He looked embarrassed when I said it and mumbled something about how he always had “lazy speech.”
“Well, if you don’t mind repeating yourself over and over again…” I said. But I minded and grew increasingly frustrated at our communication. Over the following months, I began to call him on it more often.
The fact is Billy was bashful. Bashful would be a key word to describe him across the board, a word I unfortunately forgot to have engraved on his bench. It was an endearing trait, really, one that would ride across his face at a second’s notice and something I playfully encouraged.
Going into the Navy instead of heading for college was a done deal for Billy whose family didn’t have the resources to send him off to school. He joined believing he could gain a higher education after he served his time but once he was discharged, some convenient factors steered him into the limousine business and he never pursued his dream of studying to be a teacher. He would have made a great teacher, too, that Billy. But he found other outlets to work with children like the Big Brother program in NYC and when he donated his time to the local youth center in Venice.

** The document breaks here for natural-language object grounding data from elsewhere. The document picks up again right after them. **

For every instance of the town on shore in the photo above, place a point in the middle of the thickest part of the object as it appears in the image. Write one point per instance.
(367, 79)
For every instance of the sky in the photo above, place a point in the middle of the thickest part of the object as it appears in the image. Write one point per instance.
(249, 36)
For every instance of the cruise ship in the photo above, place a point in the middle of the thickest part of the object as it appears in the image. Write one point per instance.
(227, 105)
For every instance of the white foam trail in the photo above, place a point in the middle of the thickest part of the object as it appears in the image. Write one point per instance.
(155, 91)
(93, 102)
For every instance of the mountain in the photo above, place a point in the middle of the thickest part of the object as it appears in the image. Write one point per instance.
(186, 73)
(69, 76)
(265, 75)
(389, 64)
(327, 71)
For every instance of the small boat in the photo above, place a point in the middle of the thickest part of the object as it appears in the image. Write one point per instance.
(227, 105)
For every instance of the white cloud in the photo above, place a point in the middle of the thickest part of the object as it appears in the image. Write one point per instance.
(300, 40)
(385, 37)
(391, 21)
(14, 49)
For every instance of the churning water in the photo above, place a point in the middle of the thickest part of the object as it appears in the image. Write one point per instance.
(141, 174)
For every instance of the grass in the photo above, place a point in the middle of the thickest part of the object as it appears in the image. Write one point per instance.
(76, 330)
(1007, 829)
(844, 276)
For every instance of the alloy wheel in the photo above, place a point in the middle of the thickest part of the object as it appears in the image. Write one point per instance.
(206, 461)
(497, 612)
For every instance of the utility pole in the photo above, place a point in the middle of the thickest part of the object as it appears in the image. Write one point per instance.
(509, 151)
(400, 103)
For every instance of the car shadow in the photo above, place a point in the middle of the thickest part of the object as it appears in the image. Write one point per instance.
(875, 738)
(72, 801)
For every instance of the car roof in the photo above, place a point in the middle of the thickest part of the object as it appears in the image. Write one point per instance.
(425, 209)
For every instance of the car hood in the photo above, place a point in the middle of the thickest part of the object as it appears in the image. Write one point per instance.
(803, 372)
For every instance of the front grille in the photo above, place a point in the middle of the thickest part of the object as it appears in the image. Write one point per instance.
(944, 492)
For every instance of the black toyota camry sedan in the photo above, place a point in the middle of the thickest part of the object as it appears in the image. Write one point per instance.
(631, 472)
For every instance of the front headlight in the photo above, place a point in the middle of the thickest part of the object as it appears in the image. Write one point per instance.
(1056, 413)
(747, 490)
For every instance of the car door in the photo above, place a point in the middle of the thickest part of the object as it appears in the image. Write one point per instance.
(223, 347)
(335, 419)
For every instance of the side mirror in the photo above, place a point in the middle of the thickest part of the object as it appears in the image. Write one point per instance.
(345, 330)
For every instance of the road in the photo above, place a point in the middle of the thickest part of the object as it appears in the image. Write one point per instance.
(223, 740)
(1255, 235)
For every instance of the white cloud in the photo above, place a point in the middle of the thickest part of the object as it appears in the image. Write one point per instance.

“I’m smart, you know,” he’d say when he was proud of a particular accomplishment or just a random declaration, and I never once doubted that fact. He was smart, far smarter than I in so many ways, but he wasn’t learned in a traditional sense and I could see his frustration many times, as he struggled to keep up with me, a man who negotiates for a living, during our arguments.
It was a sore spot for him and I never once traded on it to make a point or highlight it. I always knew how tender the subject was and while I may have thought it at times when I was going on some political rant and he’d say, “Whatever,” and start dancing in circles around me, pretending to punch me in the nose, but I never said a word about it. Sometimes it was annoying not to be able to finish my thought or engage him in world politics but, honestly, I wouldn’t have had it any other way. He gave me the balance in knowing all of those things aren’t all that important. If I wanted to talk about weighty stuff like that, I had ten other friends who were more than happy to spar with me.
“God, Terry, you take everything so seriously,” he said many times and he was right. I wish I had his gift of fun, his ability to grab silliness by the arm and dance with it all night long. I had it, in fact, with him by my side, and now I draw from it to keep him alive and well inside of me. I’m lucky to have his fun gene implanted, especially in these times when the clouds have never been darker.